Farage (born 1964) claims the royal recipe, with its double cream, eggs, cheese and butter, reminds him of the kind of thing people were forced to eat in wartime – though I doubt those who endured the 1944 Ministry of Food version made with dried egg and milk would see the similarity. He – unlike Charles, given royal menus are always written in French – no doubt grew up knowing it as flan, another French loan word, served up by dinner ladies in rectangular slabs. Indeed, the redoubtable Fanny Cradock includes a quiche au jambon in the French volume of her Common Market Cookery TV-tie in series from 1973 which reads very much like a flan, but with imported gruyère instead of British cheddar. No doubt young Nigel avoided rushing out for the ingredients.

But having a long-established presence in the country does not, on its own, account for why this particular recipe has been chosen – after all, there are many (arguably more exciting), more familiar dishes better suited to mass catering, tight budgets and varying dietary requirements. The idea that, like their first official overseas visit as King and Queen Consort to Germany, the quiche is a hopeful hat-tip to better relations with our continental neighbours is a nice one, as is the idea that they just did it to annoy the likes of Nigel Farage.

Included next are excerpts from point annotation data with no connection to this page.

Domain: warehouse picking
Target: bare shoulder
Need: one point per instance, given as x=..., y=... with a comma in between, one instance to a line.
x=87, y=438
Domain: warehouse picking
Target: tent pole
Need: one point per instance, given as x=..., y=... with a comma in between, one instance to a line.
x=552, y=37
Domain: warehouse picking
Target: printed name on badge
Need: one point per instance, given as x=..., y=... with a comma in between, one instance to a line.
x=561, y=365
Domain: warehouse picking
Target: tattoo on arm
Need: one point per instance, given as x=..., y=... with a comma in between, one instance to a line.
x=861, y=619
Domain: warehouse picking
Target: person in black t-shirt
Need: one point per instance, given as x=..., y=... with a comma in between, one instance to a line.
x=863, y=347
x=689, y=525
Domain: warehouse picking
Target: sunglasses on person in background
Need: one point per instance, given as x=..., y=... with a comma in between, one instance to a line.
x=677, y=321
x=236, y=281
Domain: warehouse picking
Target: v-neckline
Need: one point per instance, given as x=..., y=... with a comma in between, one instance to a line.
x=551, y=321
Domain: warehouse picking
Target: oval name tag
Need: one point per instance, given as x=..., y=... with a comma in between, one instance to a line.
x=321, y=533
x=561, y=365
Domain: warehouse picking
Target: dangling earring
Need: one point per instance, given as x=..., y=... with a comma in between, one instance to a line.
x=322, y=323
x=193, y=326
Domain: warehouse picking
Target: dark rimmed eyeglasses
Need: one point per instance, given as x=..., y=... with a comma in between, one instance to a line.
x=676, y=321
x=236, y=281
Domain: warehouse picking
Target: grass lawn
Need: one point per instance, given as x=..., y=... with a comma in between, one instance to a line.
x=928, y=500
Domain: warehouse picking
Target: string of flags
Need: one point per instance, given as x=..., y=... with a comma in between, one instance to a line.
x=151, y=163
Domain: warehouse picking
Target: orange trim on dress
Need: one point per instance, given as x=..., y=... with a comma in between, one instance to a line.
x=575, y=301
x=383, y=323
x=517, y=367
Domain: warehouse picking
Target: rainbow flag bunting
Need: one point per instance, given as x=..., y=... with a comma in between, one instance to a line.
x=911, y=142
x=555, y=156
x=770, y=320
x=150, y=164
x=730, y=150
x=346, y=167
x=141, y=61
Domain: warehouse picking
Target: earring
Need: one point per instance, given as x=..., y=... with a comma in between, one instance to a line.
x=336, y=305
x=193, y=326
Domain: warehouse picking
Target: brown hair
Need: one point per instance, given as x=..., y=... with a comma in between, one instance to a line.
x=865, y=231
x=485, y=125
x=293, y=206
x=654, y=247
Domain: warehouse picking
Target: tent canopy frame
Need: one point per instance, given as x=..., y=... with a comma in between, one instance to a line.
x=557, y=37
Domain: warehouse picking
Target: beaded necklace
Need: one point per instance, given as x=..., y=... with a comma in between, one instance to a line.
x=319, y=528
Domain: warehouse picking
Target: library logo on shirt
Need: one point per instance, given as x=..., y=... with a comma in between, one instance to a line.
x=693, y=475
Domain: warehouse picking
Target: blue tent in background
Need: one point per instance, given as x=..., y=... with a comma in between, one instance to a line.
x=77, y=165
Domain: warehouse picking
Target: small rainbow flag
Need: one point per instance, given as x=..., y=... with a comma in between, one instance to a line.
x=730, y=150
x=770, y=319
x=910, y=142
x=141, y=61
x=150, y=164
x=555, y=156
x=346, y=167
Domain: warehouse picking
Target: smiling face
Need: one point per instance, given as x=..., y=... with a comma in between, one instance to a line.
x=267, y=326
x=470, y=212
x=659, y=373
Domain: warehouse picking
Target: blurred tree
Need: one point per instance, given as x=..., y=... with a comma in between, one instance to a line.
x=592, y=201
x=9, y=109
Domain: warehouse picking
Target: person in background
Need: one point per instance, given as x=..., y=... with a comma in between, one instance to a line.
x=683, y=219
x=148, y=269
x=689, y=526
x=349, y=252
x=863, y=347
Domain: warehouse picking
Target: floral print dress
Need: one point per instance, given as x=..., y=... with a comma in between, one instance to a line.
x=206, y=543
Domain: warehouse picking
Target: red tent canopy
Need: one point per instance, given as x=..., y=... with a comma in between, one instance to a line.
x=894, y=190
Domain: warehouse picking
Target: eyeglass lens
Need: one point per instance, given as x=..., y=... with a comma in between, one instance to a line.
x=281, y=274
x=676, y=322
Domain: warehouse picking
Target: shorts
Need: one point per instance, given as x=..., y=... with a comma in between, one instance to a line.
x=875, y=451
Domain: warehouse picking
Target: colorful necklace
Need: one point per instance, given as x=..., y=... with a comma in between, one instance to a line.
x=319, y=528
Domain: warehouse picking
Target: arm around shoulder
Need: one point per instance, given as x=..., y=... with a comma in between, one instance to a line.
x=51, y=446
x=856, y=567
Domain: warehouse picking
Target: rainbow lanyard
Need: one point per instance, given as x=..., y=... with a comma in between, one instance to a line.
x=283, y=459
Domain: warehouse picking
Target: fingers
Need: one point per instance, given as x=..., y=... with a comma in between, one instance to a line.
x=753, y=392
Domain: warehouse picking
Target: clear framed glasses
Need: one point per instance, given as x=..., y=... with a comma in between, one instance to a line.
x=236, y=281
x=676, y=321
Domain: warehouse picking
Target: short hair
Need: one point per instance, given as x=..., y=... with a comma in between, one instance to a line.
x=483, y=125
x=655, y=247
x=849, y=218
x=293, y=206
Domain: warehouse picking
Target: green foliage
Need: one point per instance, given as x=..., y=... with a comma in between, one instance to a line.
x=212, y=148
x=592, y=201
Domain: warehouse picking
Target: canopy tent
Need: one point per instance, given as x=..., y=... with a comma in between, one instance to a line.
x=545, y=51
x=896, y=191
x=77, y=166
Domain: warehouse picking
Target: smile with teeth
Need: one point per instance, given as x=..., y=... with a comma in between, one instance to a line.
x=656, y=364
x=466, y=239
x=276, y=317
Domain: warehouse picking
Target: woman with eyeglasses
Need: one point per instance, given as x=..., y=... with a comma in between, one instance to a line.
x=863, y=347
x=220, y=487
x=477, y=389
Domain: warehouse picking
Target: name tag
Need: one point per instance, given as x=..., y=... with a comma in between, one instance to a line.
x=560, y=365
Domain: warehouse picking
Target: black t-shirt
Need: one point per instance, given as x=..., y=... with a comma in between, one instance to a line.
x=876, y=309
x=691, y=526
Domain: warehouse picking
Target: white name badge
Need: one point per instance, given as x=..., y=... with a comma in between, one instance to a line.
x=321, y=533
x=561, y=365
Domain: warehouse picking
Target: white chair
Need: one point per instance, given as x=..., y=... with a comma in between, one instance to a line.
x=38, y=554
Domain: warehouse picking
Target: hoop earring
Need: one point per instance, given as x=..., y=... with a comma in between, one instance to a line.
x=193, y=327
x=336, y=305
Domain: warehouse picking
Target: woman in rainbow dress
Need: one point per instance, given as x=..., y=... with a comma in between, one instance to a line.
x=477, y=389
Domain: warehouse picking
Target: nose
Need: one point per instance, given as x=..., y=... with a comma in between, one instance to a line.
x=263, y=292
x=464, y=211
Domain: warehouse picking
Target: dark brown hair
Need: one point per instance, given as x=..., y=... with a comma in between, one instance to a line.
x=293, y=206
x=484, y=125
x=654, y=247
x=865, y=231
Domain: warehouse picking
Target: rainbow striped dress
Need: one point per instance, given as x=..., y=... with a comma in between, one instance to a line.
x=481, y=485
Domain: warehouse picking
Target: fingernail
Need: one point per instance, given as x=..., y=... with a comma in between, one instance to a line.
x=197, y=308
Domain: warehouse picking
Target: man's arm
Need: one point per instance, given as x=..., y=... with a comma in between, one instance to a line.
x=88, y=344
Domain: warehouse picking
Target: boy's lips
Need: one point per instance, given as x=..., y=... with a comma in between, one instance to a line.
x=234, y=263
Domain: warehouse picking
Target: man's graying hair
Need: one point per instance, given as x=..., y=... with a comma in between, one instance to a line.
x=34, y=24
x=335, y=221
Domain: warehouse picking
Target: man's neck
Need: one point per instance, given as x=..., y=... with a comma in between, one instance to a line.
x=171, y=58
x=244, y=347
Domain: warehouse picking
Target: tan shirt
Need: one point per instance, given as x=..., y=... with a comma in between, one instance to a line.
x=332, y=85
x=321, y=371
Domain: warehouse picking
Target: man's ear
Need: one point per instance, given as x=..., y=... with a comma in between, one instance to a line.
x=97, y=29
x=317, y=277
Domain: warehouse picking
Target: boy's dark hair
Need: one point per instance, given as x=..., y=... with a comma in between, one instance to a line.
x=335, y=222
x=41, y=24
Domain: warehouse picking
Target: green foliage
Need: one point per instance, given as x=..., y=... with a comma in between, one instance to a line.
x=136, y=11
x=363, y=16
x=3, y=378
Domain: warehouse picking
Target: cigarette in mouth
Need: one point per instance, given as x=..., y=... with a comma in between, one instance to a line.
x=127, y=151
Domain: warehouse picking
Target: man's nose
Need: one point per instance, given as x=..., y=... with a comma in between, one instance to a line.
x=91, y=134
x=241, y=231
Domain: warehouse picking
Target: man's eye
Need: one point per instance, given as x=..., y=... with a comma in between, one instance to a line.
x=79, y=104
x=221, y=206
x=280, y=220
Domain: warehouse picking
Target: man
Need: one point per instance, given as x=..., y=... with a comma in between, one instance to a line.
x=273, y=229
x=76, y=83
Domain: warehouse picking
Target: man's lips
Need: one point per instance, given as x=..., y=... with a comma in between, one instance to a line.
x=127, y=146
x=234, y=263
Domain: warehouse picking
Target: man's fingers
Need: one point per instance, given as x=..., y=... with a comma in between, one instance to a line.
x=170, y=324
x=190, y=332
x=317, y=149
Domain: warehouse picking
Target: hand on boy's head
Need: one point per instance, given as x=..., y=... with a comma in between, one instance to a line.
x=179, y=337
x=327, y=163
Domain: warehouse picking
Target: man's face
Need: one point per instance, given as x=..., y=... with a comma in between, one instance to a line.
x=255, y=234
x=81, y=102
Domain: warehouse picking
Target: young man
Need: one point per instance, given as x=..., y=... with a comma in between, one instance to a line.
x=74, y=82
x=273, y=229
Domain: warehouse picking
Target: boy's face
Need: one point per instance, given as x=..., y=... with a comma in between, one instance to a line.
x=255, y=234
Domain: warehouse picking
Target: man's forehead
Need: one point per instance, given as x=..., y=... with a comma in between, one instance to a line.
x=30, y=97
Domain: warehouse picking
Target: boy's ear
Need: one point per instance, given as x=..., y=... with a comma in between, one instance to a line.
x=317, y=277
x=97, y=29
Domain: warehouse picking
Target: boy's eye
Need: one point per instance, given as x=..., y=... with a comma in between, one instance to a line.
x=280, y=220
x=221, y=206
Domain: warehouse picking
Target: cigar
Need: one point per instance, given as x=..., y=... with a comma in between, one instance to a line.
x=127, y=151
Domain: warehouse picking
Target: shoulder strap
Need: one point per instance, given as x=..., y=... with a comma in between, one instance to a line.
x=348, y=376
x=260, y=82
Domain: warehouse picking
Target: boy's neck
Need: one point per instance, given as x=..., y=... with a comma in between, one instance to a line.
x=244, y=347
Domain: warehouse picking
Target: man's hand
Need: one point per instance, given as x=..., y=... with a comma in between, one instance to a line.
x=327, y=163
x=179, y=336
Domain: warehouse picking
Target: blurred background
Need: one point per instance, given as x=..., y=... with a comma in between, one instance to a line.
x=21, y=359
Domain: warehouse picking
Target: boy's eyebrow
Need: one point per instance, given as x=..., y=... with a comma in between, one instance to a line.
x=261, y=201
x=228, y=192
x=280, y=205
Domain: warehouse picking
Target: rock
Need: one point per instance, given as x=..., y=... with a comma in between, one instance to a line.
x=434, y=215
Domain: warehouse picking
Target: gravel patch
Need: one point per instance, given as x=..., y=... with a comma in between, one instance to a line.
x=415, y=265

Then again, Charles eats a vegetarian menu two days a week, both he and his wife are enthusiastic champions of homegrown, seasonal produce from their many kitchen gardens… and the former Buckingham Palace chef Darren McGrady claims he often made quiche for the future King, as he “loves anything with eggs and cheese”. All of which suggest that, though it’s tempting to see the coronation quiche as a political statement, the simplest explanation may well be the correct one. Maybe they just like quiche.